People in the audience screamed, as Shawn Mendes strutted through his upbeat pop single, "If I Can't Have You," and SNL got what they wanted in asking a teen heartthrob to play songs on the show this week, so the they might cater to a tween demographic. Mendes returned to play 2018's "In My Blood," muscular arms bared, alternating from piano to electric guitar, like an over-eager Springsteen, and emoting with exuberant joy. Again, for his fans, they couldn't have gotten any more and, with at least some hook-y choruses, maybe Mendes converted some viewers too.

Weekend Update
 
The news was frontloaded with U.S. politics jokes and Michael Che and Colin Jost each got in some decent bits about various Washington items, though nothing got a bigger laugh in NYC than Che dragging Mayor Bill de Blasio for maybe running for president. Kate McKinnon took to the desk with her rather perfect Elizabeth Warren impersonation, but this was about 90 seconds longer than it needed to be.

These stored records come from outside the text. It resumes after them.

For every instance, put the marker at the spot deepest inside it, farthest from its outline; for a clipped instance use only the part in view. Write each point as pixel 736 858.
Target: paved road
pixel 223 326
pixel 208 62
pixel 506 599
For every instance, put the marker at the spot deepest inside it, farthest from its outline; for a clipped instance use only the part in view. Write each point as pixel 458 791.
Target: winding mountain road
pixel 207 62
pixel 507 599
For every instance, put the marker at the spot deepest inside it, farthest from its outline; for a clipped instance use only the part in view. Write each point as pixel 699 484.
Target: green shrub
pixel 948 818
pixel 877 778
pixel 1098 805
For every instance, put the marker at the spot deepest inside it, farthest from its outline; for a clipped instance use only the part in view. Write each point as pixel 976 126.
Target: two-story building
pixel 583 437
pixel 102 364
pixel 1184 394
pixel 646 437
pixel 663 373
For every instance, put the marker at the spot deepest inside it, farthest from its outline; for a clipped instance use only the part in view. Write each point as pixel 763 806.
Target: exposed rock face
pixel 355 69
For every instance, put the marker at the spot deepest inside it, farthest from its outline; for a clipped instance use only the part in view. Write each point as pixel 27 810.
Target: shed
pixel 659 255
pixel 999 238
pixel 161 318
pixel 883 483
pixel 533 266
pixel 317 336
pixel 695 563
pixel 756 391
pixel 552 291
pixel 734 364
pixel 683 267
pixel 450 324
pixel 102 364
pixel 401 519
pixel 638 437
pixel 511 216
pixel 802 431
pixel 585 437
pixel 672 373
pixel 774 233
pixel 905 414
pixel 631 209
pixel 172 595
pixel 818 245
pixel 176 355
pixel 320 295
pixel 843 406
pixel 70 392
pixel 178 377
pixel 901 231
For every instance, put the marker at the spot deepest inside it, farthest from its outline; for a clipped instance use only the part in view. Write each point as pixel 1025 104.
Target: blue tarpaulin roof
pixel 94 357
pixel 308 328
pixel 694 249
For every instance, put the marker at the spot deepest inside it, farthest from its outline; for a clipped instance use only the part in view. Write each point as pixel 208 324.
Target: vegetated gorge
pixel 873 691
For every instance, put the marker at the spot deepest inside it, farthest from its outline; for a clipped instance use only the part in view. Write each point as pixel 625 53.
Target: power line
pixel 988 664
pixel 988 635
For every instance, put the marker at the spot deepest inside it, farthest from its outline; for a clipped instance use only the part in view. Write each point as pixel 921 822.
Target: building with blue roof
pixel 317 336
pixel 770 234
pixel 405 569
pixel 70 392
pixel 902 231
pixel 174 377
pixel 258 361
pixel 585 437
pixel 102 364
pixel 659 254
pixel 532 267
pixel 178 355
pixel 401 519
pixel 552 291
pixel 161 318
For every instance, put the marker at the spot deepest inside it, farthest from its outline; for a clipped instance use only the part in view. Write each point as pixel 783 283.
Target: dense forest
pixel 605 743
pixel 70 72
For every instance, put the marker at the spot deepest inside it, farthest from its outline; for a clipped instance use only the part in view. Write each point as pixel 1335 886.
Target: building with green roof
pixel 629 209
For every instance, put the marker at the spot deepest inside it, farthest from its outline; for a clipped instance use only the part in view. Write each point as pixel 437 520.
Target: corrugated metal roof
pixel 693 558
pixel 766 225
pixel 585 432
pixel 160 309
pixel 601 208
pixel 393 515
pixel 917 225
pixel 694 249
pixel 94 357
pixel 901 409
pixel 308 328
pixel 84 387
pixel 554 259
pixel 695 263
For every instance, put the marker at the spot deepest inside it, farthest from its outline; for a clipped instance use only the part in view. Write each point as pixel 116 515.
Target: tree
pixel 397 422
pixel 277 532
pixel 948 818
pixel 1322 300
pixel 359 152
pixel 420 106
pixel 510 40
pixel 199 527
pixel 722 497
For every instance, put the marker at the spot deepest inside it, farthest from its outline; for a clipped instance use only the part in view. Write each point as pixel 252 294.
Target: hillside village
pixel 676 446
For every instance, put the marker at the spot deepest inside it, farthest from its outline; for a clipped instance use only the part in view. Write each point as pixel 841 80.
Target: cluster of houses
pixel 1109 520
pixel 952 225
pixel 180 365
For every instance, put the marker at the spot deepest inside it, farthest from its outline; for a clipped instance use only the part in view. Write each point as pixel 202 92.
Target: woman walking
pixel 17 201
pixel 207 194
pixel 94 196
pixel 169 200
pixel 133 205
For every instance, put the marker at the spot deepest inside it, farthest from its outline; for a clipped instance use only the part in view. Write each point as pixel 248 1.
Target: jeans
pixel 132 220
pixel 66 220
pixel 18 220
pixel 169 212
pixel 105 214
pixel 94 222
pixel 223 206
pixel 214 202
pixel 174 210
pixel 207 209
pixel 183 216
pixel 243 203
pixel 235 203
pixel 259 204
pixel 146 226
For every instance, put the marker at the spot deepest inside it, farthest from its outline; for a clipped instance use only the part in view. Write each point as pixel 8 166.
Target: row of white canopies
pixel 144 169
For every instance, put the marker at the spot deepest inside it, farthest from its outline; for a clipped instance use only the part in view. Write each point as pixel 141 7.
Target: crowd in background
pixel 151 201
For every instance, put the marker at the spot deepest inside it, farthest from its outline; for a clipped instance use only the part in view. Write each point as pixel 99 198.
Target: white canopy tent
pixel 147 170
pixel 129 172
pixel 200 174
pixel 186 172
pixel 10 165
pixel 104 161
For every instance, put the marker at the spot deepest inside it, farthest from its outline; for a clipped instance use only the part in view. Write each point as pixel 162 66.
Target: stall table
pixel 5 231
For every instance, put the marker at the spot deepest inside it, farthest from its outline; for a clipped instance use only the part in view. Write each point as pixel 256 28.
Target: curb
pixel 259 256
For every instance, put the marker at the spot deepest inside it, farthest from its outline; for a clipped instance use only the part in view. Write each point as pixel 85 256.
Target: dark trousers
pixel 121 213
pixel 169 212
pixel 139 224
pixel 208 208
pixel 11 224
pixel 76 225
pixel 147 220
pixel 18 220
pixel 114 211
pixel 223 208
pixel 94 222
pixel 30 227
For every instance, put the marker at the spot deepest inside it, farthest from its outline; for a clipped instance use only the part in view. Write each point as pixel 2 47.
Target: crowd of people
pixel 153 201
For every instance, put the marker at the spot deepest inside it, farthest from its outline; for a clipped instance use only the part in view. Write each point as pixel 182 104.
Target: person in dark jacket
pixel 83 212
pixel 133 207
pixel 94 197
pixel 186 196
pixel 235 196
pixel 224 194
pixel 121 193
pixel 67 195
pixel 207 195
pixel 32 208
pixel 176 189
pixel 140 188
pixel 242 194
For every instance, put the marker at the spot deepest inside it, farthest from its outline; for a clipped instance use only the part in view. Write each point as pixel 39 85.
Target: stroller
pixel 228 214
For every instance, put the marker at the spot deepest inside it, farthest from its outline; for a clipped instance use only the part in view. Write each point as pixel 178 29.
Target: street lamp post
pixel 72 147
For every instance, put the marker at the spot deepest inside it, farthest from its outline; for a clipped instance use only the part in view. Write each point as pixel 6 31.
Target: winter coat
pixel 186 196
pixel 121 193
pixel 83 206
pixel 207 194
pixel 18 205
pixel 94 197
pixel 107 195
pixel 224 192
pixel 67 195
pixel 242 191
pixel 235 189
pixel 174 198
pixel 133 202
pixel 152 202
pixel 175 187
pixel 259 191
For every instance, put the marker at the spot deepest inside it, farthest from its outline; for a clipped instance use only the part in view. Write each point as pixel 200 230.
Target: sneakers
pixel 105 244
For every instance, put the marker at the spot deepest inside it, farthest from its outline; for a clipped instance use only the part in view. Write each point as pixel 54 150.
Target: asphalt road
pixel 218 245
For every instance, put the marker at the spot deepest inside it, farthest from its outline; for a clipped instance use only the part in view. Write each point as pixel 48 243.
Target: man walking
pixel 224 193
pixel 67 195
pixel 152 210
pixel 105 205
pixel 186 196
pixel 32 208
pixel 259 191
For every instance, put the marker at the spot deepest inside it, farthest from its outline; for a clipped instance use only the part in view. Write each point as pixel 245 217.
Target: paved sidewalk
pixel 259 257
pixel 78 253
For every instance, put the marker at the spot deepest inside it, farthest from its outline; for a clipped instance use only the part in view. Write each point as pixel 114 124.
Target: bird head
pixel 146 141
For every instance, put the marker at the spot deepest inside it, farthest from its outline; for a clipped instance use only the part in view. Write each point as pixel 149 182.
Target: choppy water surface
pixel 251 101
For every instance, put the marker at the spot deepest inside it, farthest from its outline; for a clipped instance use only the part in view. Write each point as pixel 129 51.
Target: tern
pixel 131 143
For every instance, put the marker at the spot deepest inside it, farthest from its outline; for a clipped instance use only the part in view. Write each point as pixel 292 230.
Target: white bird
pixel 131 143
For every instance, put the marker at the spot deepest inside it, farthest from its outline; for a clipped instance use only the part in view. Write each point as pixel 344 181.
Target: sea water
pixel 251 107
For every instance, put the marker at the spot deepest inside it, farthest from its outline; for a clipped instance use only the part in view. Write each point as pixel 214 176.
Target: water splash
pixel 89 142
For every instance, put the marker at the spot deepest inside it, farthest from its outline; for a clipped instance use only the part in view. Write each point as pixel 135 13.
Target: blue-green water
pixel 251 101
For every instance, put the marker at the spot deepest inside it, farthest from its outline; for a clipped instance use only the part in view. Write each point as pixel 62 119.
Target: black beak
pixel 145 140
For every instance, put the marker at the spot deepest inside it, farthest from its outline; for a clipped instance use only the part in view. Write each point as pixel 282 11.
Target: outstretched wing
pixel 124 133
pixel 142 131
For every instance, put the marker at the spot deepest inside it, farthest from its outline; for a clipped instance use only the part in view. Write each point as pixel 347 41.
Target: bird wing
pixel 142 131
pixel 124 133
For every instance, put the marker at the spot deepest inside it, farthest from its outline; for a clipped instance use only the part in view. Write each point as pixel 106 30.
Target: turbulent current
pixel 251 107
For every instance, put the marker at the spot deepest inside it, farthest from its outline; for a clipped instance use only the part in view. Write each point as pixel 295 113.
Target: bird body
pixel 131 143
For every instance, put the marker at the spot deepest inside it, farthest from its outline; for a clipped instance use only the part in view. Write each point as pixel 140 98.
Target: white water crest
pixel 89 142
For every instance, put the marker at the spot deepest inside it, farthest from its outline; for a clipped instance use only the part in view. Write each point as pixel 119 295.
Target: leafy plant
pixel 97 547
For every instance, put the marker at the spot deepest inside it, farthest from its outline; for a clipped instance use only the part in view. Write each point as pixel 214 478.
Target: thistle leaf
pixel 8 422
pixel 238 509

But for fans wondering, the segment finally delivered and Sandler reprised his classic character, Operaman, whose silly musical news roundup was worth the 24-year wait.

 
Donnelly's
 
Weirdly, this five-to-one Kate McKinnon vehicle showed up about 20 minutes early. McKinnon's promiscuous lush usually makes out with the host after some gross foreplay (that always exasperates Kenan Thompson's barkeep) and, with Sandler to her right, that seemed to be what was up. But then Kristen Wiig showed up to play Sandler's character's wife, and then things got pretty outta hand, with everyone's tongue wagging and lunging for another in a pretty formidable bit of physical comedy.
 
Chris Farley
 
Sandler's 24-year absence from Studio 8H has been attributed to professional acrimony over his being fired from SNL. But what do we really know about his emotional state when it comes to the place where he made some of his best friends, one of whom he lost forever? There's some joy and pain there and it all came out, as he ended the show by singing his recently released tribute to the late Chris Farley. The song is funny, mostly because it alludes to some classic SNL bits, but it's mostly heart-wrenchingly sad and that Sandler can even get through it without sobbing, is a testament to his fortitude. This was touching and compelling TV.